The Flash video player I’m using is very simple — it pretty much uses Flash’s built-in video components and has some simple glue code allowing the embedding web page to talk to it once it’s embedded (not that I’m taking advantage of this here).

It works.

P.S. As per the comments in my source code, I plan to extend this code to provide a number of useful convenience functions and support <audio> tags the same way, and finally to provide a simple but robust open source Flash media player.

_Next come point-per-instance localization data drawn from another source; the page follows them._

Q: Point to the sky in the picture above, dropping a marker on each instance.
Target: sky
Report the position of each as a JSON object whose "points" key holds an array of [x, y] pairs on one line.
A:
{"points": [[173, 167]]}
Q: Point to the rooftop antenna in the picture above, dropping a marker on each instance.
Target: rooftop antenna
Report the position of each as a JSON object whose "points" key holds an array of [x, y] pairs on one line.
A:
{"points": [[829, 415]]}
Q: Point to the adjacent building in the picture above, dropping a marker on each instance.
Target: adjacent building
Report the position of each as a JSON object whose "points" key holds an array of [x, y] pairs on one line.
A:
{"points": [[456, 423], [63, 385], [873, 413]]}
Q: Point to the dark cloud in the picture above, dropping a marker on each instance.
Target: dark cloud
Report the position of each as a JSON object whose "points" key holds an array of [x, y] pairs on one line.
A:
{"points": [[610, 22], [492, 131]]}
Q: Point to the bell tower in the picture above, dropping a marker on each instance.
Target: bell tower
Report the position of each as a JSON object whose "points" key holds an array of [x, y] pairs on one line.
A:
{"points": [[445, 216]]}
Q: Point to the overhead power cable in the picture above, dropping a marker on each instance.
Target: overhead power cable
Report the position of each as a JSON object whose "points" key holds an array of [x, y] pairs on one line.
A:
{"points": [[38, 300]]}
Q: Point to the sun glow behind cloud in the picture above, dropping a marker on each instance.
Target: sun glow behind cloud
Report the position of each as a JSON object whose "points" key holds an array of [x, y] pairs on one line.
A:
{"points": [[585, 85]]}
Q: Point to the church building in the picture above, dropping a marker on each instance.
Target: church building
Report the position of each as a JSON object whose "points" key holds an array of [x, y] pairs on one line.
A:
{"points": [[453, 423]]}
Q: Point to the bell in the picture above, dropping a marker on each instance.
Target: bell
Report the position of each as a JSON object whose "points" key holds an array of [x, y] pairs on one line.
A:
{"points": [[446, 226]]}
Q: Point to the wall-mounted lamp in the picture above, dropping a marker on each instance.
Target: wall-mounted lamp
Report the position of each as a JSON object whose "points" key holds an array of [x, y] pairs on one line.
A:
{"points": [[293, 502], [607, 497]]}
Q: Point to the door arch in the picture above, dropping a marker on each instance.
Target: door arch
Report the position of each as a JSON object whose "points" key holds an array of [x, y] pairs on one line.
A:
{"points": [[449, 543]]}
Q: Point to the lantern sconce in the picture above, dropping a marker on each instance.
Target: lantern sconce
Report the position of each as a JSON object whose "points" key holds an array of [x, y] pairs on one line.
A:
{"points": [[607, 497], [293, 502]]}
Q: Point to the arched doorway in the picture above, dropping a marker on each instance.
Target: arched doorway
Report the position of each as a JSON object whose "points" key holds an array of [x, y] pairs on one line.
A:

Aside from anything else, this will help me implement cross-platform media playback in Acumen.

P.P.S. My initial attempts to do for <audio> tags what I’ve just done for <video> tags have not met with much success.

My big problem is that Flash’s FLVPlayer component doesn’t seem to want to play MP3s for me. I’m not sure what’s going on there; it may be some odd combination of Flash security settings hosing locally hosted playback and my ISP’s server configuration hosing remote playback, or FLVPlayer may just be fragile. I’d like the audio and video player UIs to be as identical as possible and for the player to be as simple as possible — having two completely different code paths for audio and video seems like hard work (mostly from a UI point of view).

So the upshot is I can’t change this article’s title to include <audio> tags (yet). Sigh.